Portocolom, le secret de Majorque
Sur l’île de Majorque, la plus grande des Baléares, les lieux à découvrir ne manquent pas : sa petite capitale Palma, ses charmantes rues médiévales et sa cathédrale ; son littoral occidental bordé par la serra Tramuntana ; ses calas, figurant souvent au classement des plus belles plages d’Espagne… Lors d’un précédant voyage aux Baléares, j’ai choisi d’explorer la côte Est et découvert le charmant village de Portocolom. Je vous raconte cette étape authentique, et jamais très loin de la Méditerranée.
Un village né de la Méditerranée
Partie de Palma en autocar, il me faut une bonne heure et un changement pour rallier la prochaine étape de mon circuit à Majorque : Portocolom, situé au sud-est de l’île. Son surnom, Es Port (« le port »), donne le ton : le village est intimement lié à la Méditerranée. Au XIXe siècle, c’est grâce à elle que Portocolom doit sa prospérité. Et aujourd’hui encore, c’est elle qui fait vivre une économie locale, en grande partie basée sur le tourisme et la pêche artisanale.

Le charme de la vieille ville
Portocolom se divise en deux zones : la vieille ville et le port proprement dit. Je décide de commencer par la première, dont on dit qu’elle ne manque pas de charme. De fait, la jolie petite plaça de Sant Jaum, ombragée de pin et bordée d’une église couleur pain d’épices et de maisons coloniales aux tons pastel, est un bijou. Les rues alentour elles aussi sont ravissantes. Rafraîchies par une douce brise maritime, toutes alignent de pimpantes demeures aux volets verts, d’où s’échappent des mélodies de musique des Baléares.
Une légende tenace Le nom de Portocolom serait un hommage au navigateur Christophe Colomb, Cristóbal Colón pour les Espagnols. Né à Gênes en Italie, il serait originaire de la région de Portocolom. Une hypothèse hélas jamais prouvée mais que défendent ardemment les organismes touristiques locaux. |
Le port de Portocolom et ses llaüt
C’est presque sans le vouloir que j’atteins le petit port. Considéré comme l’un des plus beaux ports naturels de Majorque, ses maisonnettes sagement alignées contemplent la Méditerranée, abritant parfois de petits restaurants, où savourer les meilleures spécialités des Baléares.
En me baladant, j’aperçois de nombreuses embarcations caractéristiques des îles Baléares, les llaüt. Autrefois utilisés comme bateaux pour la pêche au chalut, ceux-ci ont peu à peu laissé place aux bateaux à moteur. Aujourd'hui, les llaüt, patrimoine culturel régional, ont avant tout un usage touristique. Alors pourquoi ne pas me laisser tenter par une petite promenade en mer, histoire de plonger un peu plus dans l’ambiance majorquine ?

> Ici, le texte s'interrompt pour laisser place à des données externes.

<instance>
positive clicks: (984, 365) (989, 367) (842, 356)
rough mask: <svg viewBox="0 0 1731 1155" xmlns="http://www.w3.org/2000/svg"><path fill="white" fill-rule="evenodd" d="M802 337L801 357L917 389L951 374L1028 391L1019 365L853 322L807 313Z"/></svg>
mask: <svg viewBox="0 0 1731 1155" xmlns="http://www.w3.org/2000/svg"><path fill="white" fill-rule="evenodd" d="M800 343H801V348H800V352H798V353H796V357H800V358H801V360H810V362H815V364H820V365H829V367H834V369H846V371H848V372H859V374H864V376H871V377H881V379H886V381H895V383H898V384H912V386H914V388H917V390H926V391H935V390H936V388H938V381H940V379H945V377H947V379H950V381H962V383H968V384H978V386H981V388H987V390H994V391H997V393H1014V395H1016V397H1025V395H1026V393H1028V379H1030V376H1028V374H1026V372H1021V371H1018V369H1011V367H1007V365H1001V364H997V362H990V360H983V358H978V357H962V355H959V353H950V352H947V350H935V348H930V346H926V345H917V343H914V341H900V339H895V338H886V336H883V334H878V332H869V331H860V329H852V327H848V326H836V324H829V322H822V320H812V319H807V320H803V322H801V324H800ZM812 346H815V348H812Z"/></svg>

En passant par le phare de Portocolom
De retour sur la terre ferme, je n'ai pas vraiment envie de quitter tout de suite le littoral. Je décide donc de faire la petite randonnée de la pointe des Crêtes (punta de ses Crestes). L’itinéraire est une boucle de 4,5 kilomètres environ, sans difficulté particulière. Il débute sur un petit parking, puis longe le littoral et de petite plage en jolie baie, rejoint le phare de Portocolom.
Édifié en 1863, il est aujourd’hui un spot incontournable pour les locaux comme pour les voyageurs. Et je comprends pourquoi en cette belle fin d’après-midi ensoleillée. Le coucher de soleil est l’un des plus beaux qu’il m’ait été donné de voir au cours de mon voyage aux Baléares. Au loin, le petit port s’embrase sous les feux du couchant dans un superbe jeu d’ombres et de lumières, concluant magnifiquement cette première journée de découvertes.

De plages en calas
Le lendemain, le soleil brille et le ciel est teinté d’un azur profond. La météo est donc idéale pour profiter des plages de Majorque, l’un des points forts de l’île. Et la collection de plages de Portocolom est impressionnante. Calas (criques) sauvages ; longues étendues de sable ; plages fréquentées par les amateurs de sports nautiques… : il y en a pour tous les goûts.
J’ai beaucoup aimé en particulier les plages situées au sud de Portocolom. Cala Marçal, très prisée des familles ; Cala Brafi, appréciée pour le snorkeling ; Cala Sa Nau et sa petite sœur Cala Midjana, moins fréquentée… La beauté de ces plages culmine dans le superbe Parc naturel de Mondragó, dont le littoral découpé s’échoue dans des eaux couleur émeraude. Cette fois c’est certain : il me faut revenir dans ce coin des Baléares.